The lawsuit, in which she joined authors Christopher Golden and Richard Kadrey, was filed Friday in the San Francisco Division of the U.S. District Court for the Northern District of California. Each lawsuit says the company in question made unauthorized copies of the authors’ works, including Silverman’s memoir, “The Bedwetter,” by scraping illegal online “shadow libraries” that contain the texts of thousands of books.
The lawsuit against Meta cites the company’s own research paper on LLaMA, the large language model it uses to train chatbots. According to the paper, which went public in February, scientists incorporated text from The Pile into their training dataset; according to the lawsuit, some of that text comes from shadow libraries.
“Their copyrighted materials were copied and included as part of training,” the lawsuit alleges. “Many of the plaintiffs’ books appear in the data set that Meta admitted to using.”
Neither OpenAI nor Meta responded to requests for comment on the lawsuits on Monday. The plaintiffs are seeking damages and injunctive relief, which may include changes to the LLaMA and ChatGPT programs.

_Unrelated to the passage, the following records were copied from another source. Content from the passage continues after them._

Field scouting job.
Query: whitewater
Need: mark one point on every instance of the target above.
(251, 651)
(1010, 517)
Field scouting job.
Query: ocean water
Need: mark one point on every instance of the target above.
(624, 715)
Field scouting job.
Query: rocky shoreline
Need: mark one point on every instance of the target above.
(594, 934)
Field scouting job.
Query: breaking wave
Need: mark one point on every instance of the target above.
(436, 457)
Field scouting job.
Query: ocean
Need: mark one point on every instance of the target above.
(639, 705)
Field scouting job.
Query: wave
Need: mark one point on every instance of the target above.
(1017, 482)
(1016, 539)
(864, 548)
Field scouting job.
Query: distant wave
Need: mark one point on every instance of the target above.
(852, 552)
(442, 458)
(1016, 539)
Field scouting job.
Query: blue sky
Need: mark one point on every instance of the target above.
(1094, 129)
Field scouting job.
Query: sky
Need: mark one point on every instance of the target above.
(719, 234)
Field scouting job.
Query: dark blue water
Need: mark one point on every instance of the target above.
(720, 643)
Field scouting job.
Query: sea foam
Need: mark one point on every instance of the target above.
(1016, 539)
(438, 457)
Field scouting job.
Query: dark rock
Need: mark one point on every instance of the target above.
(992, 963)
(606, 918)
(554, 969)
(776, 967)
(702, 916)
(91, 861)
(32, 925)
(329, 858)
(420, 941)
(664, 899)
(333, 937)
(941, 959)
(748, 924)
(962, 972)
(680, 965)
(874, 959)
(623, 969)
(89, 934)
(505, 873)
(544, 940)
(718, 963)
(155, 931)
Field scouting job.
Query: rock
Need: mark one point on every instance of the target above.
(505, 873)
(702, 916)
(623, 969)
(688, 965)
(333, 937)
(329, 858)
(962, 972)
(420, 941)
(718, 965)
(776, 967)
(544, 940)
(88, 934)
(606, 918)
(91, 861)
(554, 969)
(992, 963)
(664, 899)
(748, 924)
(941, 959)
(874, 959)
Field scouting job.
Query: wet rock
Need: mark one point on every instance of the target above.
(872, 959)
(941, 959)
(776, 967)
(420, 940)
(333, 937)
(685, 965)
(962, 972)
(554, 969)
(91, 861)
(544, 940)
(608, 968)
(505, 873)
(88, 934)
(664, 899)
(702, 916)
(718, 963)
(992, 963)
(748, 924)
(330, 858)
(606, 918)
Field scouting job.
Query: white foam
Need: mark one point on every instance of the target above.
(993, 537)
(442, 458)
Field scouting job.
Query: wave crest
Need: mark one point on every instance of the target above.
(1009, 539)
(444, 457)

Less is known about the source of training datasets for OpenAI’s ChatGPT program. But the lawsuit argues that ChatGPT’s ability to generate summaries of the plaintiffs’ works “is only possible if ChatGPT is trained in the plaintiffs’ copyrighted works.”

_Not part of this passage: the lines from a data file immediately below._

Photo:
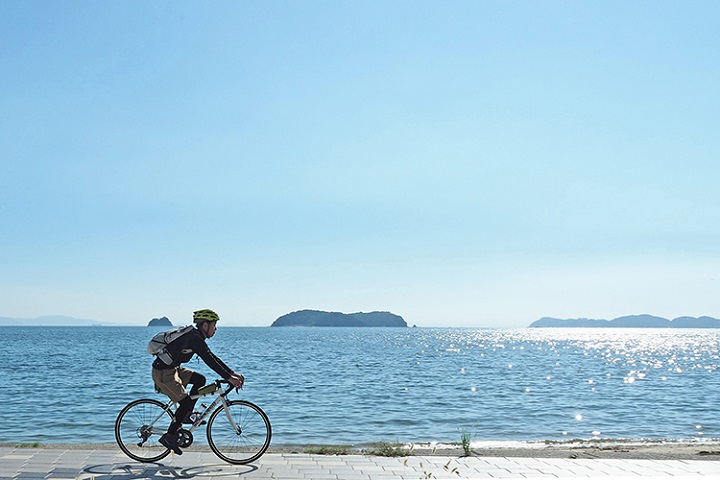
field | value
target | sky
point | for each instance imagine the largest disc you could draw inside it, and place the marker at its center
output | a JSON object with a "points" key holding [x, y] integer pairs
{"points": [[458, 163]]}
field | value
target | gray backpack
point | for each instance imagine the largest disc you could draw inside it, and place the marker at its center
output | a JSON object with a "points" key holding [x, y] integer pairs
{"points": [[158, 344]]}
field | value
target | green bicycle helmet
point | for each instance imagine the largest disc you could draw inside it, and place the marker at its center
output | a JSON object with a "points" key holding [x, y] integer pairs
{"points": [[205, 315]]}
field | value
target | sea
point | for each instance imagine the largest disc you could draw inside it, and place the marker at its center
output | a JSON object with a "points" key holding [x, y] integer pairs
{"points": [[356, 386]]}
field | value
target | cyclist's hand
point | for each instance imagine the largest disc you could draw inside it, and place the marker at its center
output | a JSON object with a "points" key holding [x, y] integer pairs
{"points": [[237, 380]]}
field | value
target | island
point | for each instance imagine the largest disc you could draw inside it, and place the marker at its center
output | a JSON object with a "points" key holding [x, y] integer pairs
{"points": [[160, 322], [629, 321], [317, 318]]}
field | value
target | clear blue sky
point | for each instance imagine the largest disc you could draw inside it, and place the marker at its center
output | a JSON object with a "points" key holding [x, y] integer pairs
{"points": [[460, 163]]}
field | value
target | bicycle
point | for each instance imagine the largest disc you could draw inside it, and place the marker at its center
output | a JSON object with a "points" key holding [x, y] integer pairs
{"points": [[240, 436]]}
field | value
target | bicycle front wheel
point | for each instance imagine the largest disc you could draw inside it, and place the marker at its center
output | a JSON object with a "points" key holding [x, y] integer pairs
{"points": [[138, 428], [240, 433]]}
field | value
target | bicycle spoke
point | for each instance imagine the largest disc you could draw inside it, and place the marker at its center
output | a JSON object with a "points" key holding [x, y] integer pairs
{"points": [[138, 428], [241, 438]]}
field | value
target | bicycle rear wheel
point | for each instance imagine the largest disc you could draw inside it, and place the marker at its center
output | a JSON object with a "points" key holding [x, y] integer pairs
{"points": [[239, 434], [138, 428]]}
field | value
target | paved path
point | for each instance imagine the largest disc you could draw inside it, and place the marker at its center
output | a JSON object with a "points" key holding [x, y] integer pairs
{"points": [[59, 464]]}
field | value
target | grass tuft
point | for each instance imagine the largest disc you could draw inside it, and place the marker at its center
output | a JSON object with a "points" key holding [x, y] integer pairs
{"points": [[388, 449], [329, 450]]}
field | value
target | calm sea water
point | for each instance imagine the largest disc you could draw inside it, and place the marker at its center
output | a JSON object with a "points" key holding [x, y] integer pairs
{"points": [[355, 386]]}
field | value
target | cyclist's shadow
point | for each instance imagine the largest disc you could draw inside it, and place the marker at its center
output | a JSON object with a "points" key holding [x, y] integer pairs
{"points": [[131, 471]]}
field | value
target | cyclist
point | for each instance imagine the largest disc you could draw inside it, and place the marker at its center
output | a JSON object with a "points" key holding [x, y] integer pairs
{"points": [[172, 379]]}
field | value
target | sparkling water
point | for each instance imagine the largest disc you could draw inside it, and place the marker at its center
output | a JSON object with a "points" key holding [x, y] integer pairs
{"points": [[355, 386]]}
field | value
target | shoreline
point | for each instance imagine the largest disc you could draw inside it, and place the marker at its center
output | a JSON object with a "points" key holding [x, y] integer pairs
{"points": [[590, 450]]}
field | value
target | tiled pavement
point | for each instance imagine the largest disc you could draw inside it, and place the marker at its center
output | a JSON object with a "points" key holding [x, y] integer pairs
{"points": [[60, 464]]}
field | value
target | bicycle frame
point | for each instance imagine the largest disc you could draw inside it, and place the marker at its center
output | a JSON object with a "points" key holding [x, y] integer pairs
{"points": [[221, 398]]}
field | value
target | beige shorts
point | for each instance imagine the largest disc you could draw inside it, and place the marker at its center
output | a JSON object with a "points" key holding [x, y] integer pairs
{"points": [[172, 382]]}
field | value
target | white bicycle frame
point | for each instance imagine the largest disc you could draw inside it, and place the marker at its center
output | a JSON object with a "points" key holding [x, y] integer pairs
{"points": [[198, 421]]}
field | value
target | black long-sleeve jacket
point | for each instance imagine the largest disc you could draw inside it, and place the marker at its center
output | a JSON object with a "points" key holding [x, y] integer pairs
{"points": [[183, 348]]}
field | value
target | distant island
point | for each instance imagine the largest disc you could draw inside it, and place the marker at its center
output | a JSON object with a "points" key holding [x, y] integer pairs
{"points": [[317, 318], [160, 322], [629, 321]]}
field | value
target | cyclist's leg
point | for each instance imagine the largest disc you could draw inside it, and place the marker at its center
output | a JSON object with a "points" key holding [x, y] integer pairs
{"points": [[170, 383], [188, 376]]}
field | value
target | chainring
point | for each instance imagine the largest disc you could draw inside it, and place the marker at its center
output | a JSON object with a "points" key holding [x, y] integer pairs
{"points": [[185, 438]]}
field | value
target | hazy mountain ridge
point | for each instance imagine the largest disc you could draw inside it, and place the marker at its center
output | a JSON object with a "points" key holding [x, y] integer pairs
{"points": [[629, 321]]}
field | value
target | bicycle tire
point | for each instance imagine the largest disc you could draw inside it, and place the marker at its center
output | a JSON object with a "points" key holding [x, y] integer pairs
{"points": [[133, 423], [245, 446]]}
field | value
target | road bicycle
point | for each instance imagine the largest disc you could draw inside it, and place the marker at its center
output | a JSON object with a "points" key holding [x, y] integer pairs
{"points": [[238, 431]]}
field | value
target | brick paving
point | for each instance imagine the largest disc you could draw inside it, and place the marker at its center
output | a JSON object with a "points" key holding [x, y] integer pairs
{"points": [[60, 464]]}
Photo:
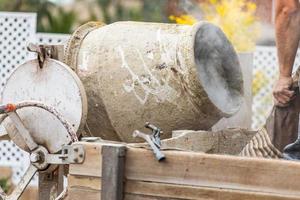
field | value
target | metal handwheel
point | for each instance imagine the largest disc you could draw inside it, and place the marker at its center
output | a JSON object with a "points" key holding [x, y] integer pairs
{"points": [[40, 158]]}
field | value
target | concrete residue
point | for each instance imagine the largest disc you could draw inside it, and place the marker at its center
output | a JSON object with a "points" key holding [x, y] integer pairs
{"points": [[148, 82]]}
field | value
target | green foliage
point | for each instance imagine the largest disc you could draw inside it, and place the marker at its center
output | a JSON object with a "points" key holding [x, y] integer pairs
{"points": [[55, 19], [4, 185]]}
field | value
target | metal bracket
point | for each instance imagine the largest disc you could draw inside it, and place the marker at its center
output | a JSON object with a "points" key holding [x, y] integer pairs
{"points": [[43, 52], [70, 154], [153, 140]]}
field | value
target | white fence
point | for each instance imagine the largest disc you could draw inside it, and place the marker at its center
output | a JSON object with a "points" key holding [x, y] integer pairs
{"points": [[18, 29]]}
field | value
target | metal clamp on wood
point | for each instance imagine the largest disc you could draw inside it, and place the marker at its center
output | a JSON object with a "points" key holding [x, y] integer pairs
{"points": [[153, 140]]}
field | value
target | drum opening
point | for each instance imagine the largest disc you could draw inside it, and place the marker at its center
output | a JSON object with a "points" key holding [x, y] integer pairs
{"points": [[218, 68]]}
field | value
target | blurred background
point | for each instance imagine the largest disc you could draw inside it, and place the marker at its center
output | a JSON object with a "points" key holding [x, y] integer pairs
{"points": [[249, 25]]}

The text generated when asked to summarize Silverman’s memoir, ‘The Bedwetter’, has been included as an exhibit.
“One of the main topics in the first part of the memoir is Silverman’s struggle with enuresis, or bed-wetting, that extended into her teens,” the program wrote. “This problem caused her great distress and embarrassment, but also nurtured her resilience and ability to cope with adversity.”
The attorneys representing the three authors, Joseph Saveri and Matthew Butterick, are also representing other creators in separate lawsuits challenging Copilot, a coding assistant powered by artificial intelligence on GitHub and an image generator produced by Stability AI.
On a website publishing their lawsuit against AI companies, the lawyers claim that “much of the material in the training datasets used by OpenAI and Meta comes from copyrighted works – including books written by plaintiffs – that have been used by OpenAI without permission. and Meta were copied, without credit, and without compensation.”
The twin lawsuits are among a growing number of lawsuits that could define the boundaries of how artificial intelligence learns, and what role copyright laws will play in the material algorithms use to train datasets.
“I expect more to follow,” said Robert deBrauwere, who specializes in digital media and intellectual property at the law firm Pryor Cashman, where he is a partner. He’s not involved in the Silverman lawsuit.